Einde inhoudsopgave
Verordening (EU) 2016/1037 betreffende bescherming tegen invoer met subsidiëring uit landen die geen lid zijn van de Europese Unie (codificatie)
Artikel 32 bis Verslag
Geldend
Geldend vanaf 08-06-2018
- Bronpublicatie:
30-05-2018, PbEU 2018, L 143 (uitgifte: 07-06-2018, regelingnummer: 2018/825)
- Inwerkingtreding
08-06-2018
- Bronpublicatie inwerkingtreding:
30-05-2018, PbEU 2018, L 143 (uitgifte: 07-06-2018, regelingnummer: 2018/825)
- Vakgebied(en)
EU-recht / Algemeen
Internationaal publiekrecht / Vrij verkeer
Ondernemingsrecht / Economische ordening
1.
De Commissie dient, terdege rekening houdend met de bescherming van vertrouwelijke informatie in de zin van artikel 29, jaarlijks een verslag over de toepassing en uitvoering van deze verordening in bij het Europees Parlement en de Raad.

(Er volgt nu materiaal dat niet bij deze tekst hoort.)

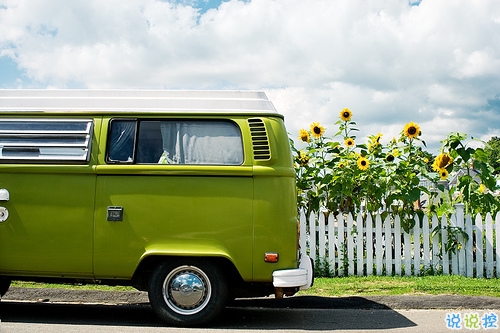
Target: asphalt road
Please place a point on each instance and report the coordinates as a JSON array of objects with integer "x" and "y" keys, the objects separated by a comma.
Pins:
[{"x": 45, "y": 310}]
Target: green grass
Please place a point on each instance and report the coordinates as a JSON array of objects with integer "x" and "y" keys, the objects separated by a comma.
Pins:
[
  {"x": 359, "y": 286},
  {"x": 425, "y": 285},
  {"x": 22, "y": 284}
]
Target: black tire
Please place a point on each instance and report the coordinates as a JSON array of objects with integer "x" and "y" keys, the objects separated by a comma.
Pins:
[
  {"x": 4, "y": 286},
  {"x": 187, "y": 292}
]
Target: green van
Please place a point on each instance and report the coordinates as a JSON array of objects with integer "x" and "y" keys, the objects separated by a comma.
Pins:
[{"x": 189, "y": 195}]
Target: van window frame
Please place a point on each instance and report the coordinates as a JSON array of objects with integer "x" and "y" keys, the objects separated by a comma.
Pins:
[
  {"x": 38, "y": 145},
  {"x": 139, "y": 122}
]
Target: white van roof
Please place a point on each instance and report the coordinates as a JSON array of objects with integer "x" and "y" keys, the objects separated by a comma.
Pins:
[{"x": 223, "y": 101}]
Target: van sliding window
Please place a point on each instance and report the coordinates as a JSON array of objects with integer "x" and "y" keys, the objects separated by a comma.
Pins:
[
  {"x": 179, "y": 141},
  {"x": 45, "y": 140}
]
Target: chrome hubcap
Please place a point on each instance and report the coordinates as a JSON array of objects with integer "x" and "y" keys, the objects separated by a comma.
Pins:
[{"x": 187, "y": 290}]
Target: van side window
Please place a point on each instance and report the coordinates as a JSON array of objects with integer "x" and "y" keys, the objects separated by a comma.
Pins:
[
  {"x": 121, "y": 145},
  {"x": 203, "y": 142},
  {"x": 45, "y": 140}
]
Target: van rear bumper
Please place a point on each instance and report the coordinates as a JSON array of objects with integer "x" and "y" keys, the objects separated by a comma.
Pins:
[{"x": 301, "y": 277}]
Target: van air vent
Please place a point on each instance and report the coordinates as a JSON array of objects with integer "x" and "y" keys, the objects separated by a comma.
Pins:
[{"x": 260, "y": 141}]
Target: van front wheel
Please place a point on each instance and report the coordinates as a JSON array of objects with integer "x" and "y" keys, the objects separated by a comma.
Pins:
[{"x": 187, "y": 293}]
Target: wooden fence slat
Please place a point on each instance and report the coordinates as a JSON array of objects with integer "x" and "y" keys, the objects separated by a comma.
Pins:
[
  {"x": 312, "y": 236},
  {"x": 407, "y": 249},
  {"x": 416, "y": 246},
  {"x": 444, "y": 237},
  {"x": 379, "y": 250},
  {"x": 426, "y": 243},
  {"x": 454, "y": 254},
  {"x": 342, "y": 248},
  {"x": 436, "y": 252},
  {"x": 350, "y": 244},
  {"x": 469, "y": 248},
  {"x": 321, "y": 235},
  {"x": 497, "y": 244},
  {"x": 459, "y": 215},
  {"x": 489, "y": 246},
  {"x": 398, "y": 253},
  {"x": 479, "y": 247},
  {"x": 332, "y": 241},
  {"x": 388, "y": 245},
  {"x": 360, "y": 246},
  {"x": 369, "y": 245}
]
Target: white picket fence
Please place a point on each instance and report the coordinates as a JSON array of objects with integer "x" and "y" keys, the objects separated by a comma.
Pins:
[{"x": 376, "y": 247}]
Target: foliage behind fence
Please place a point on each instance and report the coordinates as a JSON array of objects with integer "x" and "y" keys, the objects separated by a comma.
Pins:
[{"x": 369, "y": 245}]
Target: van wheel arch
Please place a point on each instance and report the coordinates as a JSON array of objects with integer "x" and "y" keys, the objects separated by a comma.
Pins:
[
  {"x": 148, "y": 265},
  {"x": 188, "y": 292}
]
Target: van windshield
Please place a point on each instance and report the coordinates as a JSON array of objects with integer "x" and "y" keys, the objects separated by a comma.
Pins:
[{"x": 205, "y": 142}]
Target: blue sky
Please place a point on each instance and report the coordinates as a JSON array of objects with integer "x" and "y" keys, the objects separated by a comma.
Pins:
[{"x": 435, "y": 62}]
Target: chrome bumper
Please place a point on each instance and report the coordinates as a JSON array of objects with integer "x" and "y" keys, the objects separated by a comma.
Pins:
[{"x": 301, "y": 277}]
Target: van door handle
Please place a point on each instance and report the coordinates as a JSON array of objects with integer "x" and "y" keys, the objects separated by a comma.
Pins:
[
  {"x": 4, "y": 195},
  {"x": 115, "y": 213}
]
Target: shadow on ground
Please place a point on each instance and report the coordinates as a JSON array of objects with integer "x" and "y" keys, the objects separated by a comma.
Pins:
[{"x": 297, "y": 313}]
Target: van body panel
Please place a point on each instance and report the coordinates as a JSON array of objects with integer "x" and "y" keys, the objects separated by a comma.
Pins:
[
  {"x": 46, "y": 211},
  {"x": 93, "y": 183},
  {"x": 182, "y": 213}
]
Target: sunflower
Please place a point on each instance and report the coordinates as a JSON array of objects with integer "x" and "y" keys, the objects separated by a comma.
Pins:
[
  {"x": 349, "y": 142},
  {"x": 303, "y": 158},
  {"x": 304, "y": 135},
  {"x": 442, "y": 161},
  {"x": 363, "y": 163},
  {"x": 389, "y": 158},
  {"x": 411, "y": 130},
  {"x": 345, "y": 114},
  {"x": 317, "y": 130}
]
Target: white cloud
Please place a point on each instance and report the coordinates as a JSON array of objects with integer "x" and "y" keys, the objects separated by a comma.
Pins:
[{"x": 437, "y": 63}]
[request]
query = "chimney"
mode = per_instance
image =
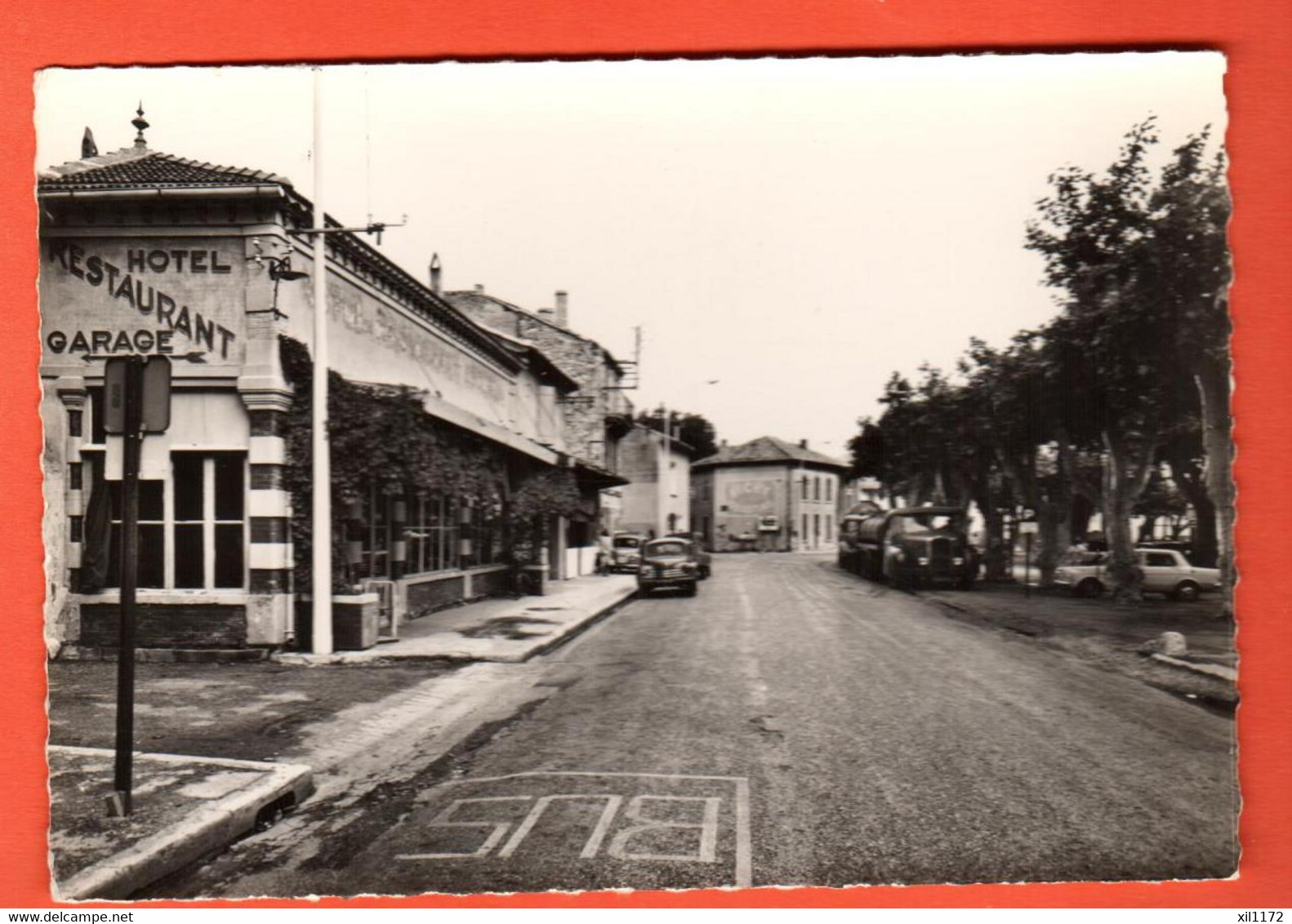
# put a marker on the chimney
(140, 122)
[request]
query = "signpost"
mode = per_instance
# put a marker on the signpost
(137, 400)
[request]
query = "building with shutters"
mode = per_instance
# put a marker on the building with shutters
(766, 495)
(597, 415)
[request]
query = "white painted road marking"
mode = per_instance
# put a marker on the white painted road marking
(599, 834)
(707, 825)
(442, 820)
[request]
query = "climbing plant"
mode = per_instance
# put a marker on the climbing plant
(383, 438)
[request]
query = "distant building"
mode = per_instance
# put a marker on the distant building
(596, 417)
(657, 501)
(146, 253)
(766, 495)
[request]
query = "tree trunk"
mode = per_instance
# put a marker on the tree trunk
(1214, 390)
(1205, 539)
(1056, 535)
(995, 560)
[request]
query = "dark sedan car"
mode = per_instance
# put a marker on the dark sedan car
(668, 563)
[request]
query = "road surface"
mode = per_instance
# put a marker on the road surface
(792, 724)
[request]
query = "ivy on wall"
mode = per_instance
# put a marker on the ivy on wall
(383, 438)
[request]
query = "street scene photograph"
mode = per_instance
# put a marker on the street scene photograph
(584, 475)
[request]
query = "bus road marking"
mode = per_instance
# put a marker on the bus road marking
(641, 808)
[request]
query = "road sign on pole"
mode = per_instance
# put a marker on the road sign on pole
(154, 393)
(137, 393)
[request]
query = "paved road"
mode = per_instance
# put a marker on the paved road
(790, 726)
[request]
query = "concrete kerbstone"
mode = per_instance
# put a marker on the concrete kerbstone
(203, 831)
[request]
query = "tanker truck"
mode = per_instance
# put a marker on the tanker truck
(908, 548)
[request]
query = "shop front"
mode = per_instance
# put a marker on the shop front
(151, 255)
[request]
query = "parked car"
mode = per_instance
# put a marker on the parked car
(1165, 571)
(626, 551)
(668, 563)
(1185, 549)
(703, 558)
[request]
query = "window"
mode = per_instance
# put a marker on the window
(482, 533)
(191, 526)
(208, 520)
(151, 542)
(432, 533)
(372, 532)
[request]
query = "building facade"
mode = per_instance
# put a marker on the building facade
(597, 415)
(146, 253)
(766, 495)
(658, 495)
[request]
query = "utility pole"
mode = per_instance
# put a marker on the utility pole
(132, 439)
(321, 508)
(137, 400)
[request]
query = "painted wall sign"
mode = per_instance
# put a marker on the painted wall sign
(375, 341)
(104, 299)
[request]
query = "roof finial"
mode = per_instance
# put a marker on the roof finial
(140, 122)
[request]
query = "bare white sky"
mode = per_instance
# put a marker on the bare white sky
(796, 229)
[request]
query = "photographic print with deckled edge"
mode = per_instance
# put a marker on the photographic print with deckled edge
(648, 474)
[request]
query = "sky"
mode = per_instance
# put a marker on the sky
(786, 233)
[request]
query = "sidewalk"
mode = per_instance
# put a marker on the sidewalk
(231, 745)
(506, 631)
(184, 808)
(1112, 635)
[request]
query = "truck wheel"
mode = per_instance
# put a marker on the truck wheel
(1090, 589)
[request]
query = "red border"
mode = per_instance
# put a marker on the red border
(1254, 33)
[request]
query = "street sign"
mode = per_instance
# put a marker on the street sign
(155, 411)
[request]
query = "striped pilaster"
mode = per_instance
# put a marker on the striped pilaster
(73, 397)
(269, 510)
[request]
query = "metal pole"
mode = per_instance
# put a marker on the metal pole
(123, 770)
(1027, 566)
(321, 591)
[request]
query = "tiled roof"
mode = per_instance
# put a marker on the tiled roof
(131, 168)
(466, 300)
(768, 449)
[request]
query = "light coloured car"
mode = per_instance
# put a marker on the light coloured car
(668, 563)
(1165, 572)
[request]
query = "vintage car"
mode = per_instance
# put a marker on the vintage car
(1165, 571)
(668, 563)
(626, 551)
(703, 558)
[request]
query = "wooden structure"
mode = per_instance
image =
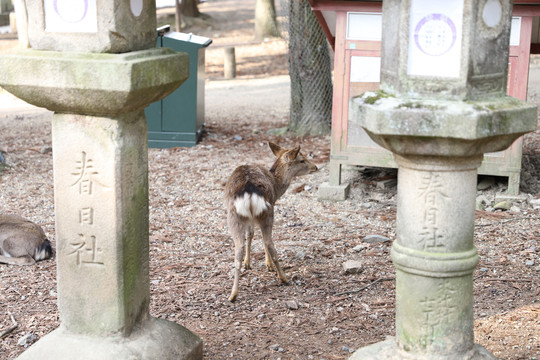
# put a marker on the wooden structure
(353, 29)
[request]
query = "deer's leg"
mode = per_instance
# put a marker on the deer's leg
(270, 250)
(249, 237)
(238, 231)
(21, 260)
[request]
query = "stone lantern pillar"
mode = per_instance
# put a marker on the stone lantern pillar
(441, 106)
(94, 63)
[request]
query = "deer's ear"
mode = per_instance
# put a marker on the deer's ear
(276, 149)
(293, 153)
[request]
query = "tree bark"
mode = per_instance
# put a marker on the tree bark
(310, 72)
(265, 20)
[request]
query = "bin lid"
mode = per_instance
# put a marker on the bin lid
(190, 38)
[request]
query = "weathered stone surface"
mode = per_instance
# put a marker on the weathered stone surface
(475, 75)
(442, 127)
(388, 350)
(154, 339)
(442, 105)
(101, 201)
(93, 84)
(113, 26)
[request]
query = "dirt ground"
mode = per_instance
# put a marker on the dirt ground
(323, 313)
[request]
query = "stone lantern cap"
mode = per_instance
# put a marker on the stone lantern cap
(111, 26)
(455, 49)
(442, 127)
(93, 84)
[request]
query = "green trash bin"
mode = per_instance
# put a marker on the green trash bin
(178, 120)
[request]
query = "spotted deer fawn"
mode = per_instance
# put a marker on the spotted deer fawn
(21, 241)
(250, 195)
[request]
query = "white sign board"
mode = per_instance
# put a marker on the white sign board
(515, 32)
(435, 38)
(364, 26)
(70, 16)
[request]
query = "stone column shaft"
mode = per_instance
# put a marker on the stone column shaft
(434, 251)
(101, 199)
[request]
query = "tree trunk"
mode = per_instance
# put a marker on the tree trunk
(310, 72)
(265, 19)
(190, 8)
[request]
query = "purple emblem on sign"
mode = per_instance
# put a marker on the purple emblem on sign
(71, 19)
(435, 34)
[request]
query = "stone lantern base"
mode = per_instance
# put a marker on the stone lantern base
(154, 339)
(388, 350)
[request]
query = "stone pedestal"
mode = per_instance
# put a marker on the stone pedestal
(100, 158)
(442, 105)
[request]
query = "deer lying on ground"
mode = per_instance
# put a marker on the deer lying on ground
(250, 195)
(21, 241)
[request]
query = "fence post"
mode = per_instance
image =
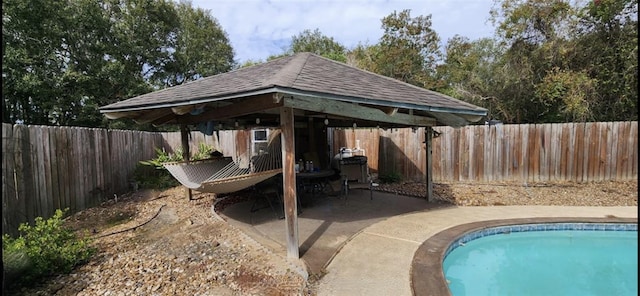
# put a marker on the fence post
(428, 137)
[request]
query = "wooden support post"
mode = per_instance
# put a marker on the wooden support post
(428, 137)
(184, 133)
(289, 181)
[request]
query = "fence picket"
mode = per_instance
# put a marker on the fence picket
(58, 167)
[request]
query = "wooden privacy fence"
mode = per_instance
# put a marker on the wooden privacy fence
(45, 168)
(579, 152)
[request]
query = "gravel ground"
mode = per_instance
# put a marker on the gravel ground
(160, 243)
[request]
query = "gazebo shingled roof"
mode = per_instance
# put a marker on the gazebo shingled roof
(306, 82)
(284, 91)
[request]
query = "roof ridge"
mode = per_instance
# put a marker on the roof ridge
(288, 75)
(397, 80)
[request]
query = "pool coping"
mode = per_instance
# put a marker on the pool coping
(427, 276)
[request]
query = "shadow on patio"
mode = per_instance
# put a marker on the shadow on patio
(325, 224)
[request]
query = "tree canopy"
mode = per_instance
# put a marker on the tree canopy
(549, 61)
(63, 59)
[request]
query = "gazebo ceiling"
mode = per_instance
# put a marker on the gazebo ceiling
(314, 86)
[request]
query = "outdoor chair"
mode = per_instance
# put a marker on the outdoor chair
(355, 175)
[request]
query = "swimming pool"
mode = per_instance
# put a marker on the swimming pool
(545, 259)
(427, 274)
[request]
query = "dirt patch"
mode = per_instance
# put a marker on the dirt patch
(161, 243)
(168, 245)
(609, 193)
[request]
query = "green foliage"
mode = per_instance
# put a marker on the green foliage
(152, 174)
(316, 42)
(64, 59)
(42, 250)
(391, 177)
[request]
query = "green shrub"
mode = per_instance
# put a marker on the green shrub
(392, 177)
(151, 173)
(42, 250)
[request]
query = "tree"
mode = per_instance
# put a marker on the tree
(316, 42)
(64, 59)
(408, 50)
(201, 48)
(607, 50)
(472, 71)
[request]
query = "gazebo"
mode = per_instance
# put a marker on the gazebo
(299, 90)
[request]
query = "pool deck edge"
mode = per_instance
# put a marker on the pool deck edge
(427, 276)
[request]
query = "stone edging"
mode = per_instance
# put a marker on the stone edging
(427, 276)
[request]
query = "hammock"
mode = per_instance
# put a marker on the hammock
(223, 175)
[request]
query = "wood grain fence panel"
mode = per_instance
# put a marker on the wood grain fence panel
(626, 151)
(55, 162)
(100, 163)
(578, 138)
(479, 155)
(545, 151)
(455, 147)
(594, 152)
(35, 136)
(46, 149)
(602, 148)
(500, 153)
(634, 150)
(86, 168)
(631, 149)
(470, 153)
(107, 168)
(534, 158)
(450, 154)
(80, 168)
(63, 168)
(91, 191)
(609, 151)
(555, 137)
(507, 152)
(524, 152)
(487, 161)
(565, 144)
(10, 198)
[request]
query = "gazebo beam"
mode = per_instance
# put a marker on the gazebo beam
(289, 181)
(245, 107)
(355, 111)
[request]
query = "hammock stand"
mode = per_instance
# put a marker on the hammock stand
(223, 175)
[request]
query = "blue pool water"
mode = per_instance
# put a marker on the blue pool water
(527, 261)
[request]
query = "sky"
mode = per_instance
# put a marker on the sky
(260, 28)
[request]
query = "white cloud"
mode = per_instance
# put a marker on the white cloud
(259, 28)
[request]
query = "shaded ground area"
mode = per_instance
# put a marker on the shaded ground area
(325, 224)
(152, 242)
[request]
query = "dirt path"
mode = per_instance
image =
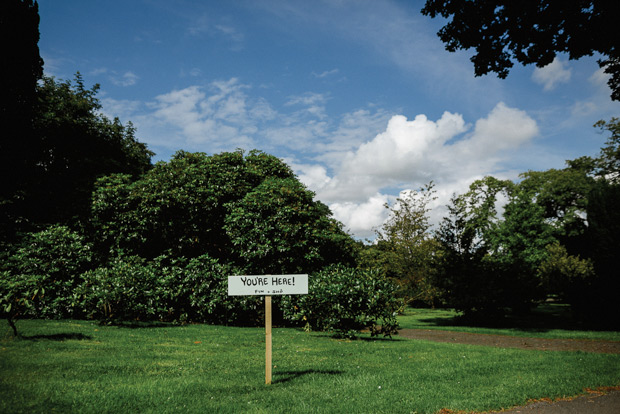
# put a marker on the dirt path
(504, 341)
(606, 401)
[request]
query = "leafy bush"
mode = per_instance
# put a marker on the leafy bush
(165, 289)
(128, 288)
(344, 300)
(49, 263)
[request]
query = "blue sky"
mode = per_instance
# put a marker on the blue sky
(359, 97)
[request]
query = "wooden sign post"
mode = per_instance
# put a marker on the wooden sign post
(267, 285)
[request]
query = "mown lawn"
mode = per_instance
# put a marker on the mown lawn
(80, 366)
(546, 321)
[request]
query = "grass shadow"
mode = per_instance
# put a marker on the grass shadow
(543, 318)
(57, 337)
(292, 375)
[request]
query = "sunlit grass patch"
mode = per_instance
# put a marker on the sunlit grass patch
(162, 369)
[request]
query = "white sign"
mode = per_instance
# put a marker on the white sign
(267, 285)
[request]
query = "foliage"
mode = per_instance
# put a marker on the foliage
(529, 32)
(470, 282)
(607, 164)
(39, 277)
(164, 289)
(245, 209)
(570, 277)
(179, 205)
(409, 246)
(21, 69)
(562, 194)
(73, 144)
(278, 228)
(127, 289)
(604, 240)
(216, 369)
(344, 300)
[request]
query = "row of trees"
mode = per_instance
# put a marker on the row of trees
(505, 246)
(90, 228)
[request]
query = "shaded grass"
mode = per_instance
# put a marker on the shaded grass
(549, 320)
(79, 366)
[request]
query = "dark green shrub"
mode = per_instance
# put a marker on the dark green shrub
(344, 300)
(129, 288)
(48, 262)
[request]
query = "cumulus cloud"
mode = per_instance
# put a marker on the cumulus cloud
(552, 75)
(411, 153)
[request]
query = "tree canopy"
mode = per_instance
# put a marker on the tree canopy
(530, 32)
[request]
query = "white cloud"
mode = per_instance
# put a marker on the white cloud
(411, 153)
(362, 219)
(552, 75)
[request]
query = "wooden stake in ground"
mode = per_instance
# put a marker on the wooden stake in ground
(267, 285)
(268, 340)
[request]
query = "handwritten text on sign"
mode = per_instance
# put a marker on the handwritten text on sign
(266, 285)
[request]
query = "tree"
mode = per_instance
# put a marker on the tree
(20, 70)
(78, 144)
(248, 209)
(530, 32)
(489, 263)
(409, 245)
(471, 283)
(278, 228)
(39, 277)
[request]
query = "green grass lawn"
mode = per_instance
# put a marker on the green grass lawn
(80, 366)
(546, 321)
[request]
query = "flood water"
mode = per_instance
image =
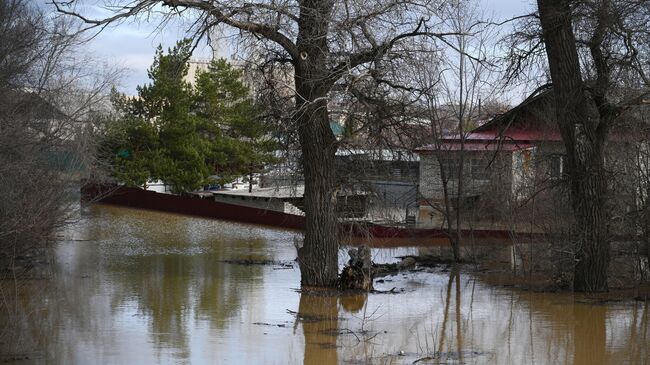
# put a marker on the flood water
(140, 287)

Dat verslag bevat informatie over de vaststelling van voorlopige en definitieve maatregelen, de beëindiging van onderzoeken zonder maatregelen, verbintenissen, nieuwe onderzoeken, herzieningen, significante verstoringen en controlebezoeken, en de activiteiten van de diverse instanties die belast zijn met het toezicht op de uitvoering van deze verordening en de naleving van de verplichtingen uit hoofde van deze verordening. Eveneens wordt toegelicht hoe derde landen gebruikmaken van op de Unie gerichte handelbeschermingsinstrumenten en van beroepsprocedures tegen de opgelegde maatregelen. Het verslag omvat de werkzaamheden van de raadadviseur-auditeur van het directoraat-generaal Handel en die van de mkb/kmo-helpdesk in verband met de toepassing van deze verordening.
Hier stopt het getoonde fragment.